Reversing PCA back to the original variables I have a set of data that has $n$ samples described by $m$ variables. I do a PCA to reduce it to just 2 dimensions so I can make a nice 2D plot of the data. I understand that the $x,y$ coordinates (i.e., the PCA scores) for the plot are calculated by basically summing the products of the original data (after centering) by the loadings for each variable, so:
$$\mathrm{PC}_1 = X_1L_1 + X_2L_2 + ... + X_mL_m.$$
My question is, if I pick an arbitrary point in the PCA space (i.e. a value for $\mathrm{PC}_1$ and $\mathrm{PC}_2$, or $x$ and $y$ in my plot), is there a convenient way to translate that back to a set of the original values (i.e., $X_1,X_2,\dots,X_m$)?  
Note 100% reversal is obviously not expected (since I'm only using 2 PCs), so a decent approximation is fine.
 A: Yes. Basically, what you did was to do:
$$\mathrm{PC}=\mathbf{V}X,$$
where $\mathrm{PC}$ are the principal components, $X$ is your matrix with the data (centered, and with data points in columns) and $\mathbf{V}$ is the matrix with the loadings (the matrix with the eigenvectors of the sample covariance matrix of $X$). Therefore, you can do:
$$\mathbf{V}^{-1}\cdot\mathrm{PC}=X,$$
but, because the matrix of loadings is orthonormal (they are eigenvectors!), then $\mathbf{V}^{-1}=\mathbf{V}^{T}$, so:
$$\mathbf{V}^T\cdot\mathrm{PC}=X.$$
Note that this gives you exactly the same equation you cite for the recovery of the PCs, but now for the data, and you can retain as many PCS as you like.
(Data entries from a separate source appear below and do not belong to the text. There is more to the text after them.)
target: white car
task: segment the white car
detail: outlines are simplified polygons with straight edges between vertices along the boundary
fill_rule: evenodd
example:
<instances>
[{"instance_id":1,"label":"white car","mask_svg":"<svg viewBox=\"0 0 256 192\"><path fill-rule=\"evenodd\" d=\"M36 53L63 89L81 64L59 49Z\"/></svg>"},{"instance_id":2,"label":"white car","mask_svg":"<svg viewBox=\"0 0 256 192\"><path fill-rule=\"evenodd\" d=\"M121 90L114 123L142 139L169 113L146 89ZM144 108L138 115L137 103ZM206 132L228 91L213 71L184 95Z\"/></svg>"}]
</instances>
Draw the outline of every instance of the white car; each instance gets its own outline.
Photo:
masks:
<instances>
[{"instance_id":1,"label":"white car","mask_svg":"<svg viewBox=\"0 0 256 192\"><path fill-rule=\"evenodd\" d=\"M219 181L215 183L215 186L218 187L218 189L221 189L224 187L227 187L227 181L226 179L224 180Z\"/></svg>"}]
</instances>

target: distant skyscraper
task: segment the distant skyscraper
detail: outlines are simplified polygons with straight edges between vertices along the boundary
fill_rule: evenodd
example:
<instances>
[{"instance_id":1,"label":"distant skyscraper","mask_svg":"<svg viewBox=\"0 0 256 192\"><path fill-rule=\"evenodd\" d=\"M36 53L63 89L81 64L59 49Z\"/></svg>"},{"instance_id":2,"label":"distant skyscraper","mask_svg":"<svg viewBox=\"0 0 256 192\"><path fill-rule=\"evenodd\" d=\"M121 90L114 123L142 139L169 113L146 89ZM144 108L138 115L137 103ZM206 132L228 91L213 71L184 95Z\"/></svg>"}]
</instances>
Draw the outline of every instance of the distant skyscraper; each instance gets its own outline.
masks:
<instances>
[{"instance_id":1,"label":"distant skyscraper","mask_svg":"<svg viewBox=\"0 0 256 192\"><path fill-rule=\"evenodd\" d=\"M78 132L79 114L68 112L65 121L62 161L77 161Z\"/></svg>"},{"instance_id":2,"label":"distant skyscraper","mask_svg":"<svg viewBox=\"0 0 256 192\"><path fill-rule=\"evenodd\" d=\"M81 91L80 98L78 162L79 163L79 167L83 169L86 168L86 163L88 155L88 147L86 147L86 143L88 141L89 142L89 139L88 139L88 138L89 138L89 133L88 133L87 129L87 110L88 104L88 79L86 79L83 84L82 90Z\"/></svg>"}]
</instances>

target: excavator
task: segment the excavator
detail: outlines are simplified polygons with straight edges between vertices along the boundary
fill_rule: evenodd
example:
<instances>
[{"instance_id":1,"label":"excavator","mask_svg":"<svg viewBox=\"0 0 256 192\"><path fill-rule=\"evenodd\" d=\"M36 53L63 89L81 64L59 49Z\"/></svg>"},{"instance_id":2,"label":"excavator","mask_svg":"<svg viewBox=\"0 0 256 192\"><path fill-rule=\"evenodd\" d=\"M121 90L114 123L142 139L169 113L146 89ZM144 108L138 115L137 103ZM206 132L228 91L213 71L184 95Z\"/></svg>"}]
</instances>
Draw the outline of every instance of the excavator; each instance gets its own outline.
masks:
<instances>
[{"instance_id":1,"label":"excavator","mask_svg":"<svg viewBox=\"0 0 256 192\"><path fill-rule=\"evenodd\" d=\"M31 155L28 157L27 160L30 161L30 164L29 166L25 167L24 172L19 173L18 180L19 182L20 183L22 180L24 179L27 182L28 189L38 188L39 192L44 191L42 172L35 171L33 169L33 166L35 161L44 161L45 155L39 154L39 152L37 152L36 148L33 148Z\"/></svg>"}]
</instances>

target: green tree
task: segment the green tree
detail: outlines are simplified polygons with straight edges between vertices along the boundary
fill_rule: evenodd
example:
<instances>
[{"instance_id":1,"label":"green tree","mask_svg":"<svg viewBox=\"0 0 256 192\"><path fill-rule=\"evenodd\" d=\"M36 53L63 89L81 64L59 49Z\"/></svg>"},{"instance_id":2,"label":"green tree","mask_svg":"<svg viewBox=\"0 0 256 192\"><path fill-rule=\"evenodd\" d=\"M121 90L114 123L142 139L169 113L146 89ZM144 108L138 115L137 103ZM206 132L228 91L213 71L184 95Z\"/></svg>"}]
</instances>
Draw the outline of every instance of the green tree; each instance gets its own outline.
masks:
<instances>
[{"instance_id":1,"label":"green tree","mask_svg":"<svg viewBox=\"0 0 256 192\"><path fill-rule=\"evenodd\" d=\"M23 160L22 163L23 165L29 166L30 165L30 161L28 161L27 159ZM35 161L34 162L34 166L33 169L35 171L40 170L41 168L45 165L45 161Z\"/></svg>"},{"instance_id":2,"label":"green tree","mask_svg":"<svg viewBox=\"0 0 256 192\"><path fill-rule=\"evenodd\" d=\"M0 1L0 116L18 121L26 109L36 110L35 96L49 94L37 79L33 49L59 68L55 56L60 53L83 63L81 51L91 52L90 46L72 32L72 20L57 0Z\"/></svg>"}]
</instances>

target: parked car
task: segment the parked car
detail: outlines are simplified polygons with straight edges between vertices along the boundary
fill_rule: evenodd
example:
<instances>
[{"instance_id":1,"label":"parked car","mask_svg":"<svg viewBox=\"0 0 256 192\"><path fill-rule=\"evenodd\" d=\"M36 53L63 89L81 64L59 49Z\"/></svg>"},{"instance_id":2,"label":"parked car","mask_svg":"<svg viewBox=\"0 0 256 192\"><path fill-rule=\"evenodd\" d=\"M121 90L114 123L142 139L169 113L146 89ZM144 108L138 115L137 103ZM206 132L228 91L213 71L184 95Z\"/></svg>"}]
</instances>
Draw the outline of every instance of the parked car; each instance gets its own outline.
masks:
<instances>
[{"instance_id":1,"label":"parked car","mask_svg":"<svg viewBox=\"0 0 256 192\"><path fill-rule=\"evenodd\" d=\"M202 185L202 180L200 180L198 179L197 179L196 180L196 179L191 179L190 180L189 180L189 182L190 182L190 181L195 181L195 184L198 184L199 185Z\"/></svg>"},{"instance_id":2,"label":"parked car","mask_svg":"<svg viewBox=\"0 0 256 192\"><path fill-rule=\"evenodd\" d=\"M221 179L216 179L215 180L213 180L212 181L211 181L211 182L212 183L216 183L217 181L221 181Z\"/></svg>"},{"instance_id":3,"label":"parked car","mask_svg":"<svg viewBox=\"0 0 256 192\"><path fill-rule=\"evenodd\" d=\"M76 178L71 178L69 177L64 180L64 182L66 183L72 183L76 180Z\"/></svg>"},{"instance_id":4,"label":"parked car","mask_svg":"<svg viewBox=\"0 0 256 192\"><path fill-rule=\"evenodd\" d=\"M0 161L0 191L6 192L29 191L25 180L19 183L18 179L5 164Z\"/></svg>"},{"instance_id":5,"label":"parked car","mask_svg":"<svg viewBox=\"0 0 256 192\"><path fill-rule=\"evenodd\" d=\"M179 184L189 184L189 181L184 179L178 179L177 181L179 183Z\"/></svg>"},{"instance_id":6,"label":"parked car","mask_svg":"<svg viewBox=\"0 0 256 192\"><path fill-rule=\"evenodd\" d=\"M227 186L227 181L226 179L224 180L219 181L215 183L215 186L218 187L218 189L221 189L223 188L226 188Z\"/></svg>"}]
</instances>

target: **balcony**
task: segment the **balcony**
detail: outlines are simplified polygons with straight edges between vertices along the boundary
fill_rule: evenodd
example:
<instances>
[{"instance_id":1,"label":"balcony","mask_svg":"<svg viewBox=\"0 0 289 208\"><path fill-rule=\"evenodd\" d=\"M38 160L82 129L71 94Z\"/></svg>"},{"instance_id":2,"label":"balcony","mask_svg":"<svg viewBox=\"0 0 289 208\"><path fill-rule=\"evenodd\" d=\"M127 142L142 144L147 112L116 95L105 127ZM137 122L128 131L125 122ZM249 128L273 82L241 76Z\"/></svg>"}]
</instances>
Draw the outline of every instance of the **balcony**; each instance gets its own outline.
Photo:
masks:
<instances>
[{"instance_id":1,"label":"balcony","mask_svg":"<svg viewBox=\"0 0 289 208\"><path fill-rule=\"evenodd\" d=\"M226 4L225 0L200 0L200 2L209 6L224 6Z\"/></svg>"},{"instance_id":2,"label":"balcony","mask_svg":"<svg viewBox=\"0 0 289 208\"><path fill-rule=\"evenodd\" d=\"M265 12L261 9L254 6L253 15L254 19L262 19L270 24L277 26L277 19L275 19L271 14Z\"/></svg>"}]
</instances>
A: I have a doubt about the above answers. Since after dimension reduction, we only know 2 principal components, and the rest principal components are abandoned. The projection matrix V is not a square matrix (not completely orthonormal, it is a semi-orthogonal matrix). Suppose n is the number of samples and m is the number of variables. $X$ is a $m$-by-$n$ matrix, $V$ is a 2-by-m matrix (whose rows are the top 2 eigenvectors of the covariance matrix of $X$), PC is a 2-by-n matrix. Then we have PC = VX. Then $VV^T$ is an identity matrix, but $V^TV$ is not. Thus $V^TPC=V^TVX$ cannot give us the exact original matrix $X$, since $V^TV$ is not an identity matrix.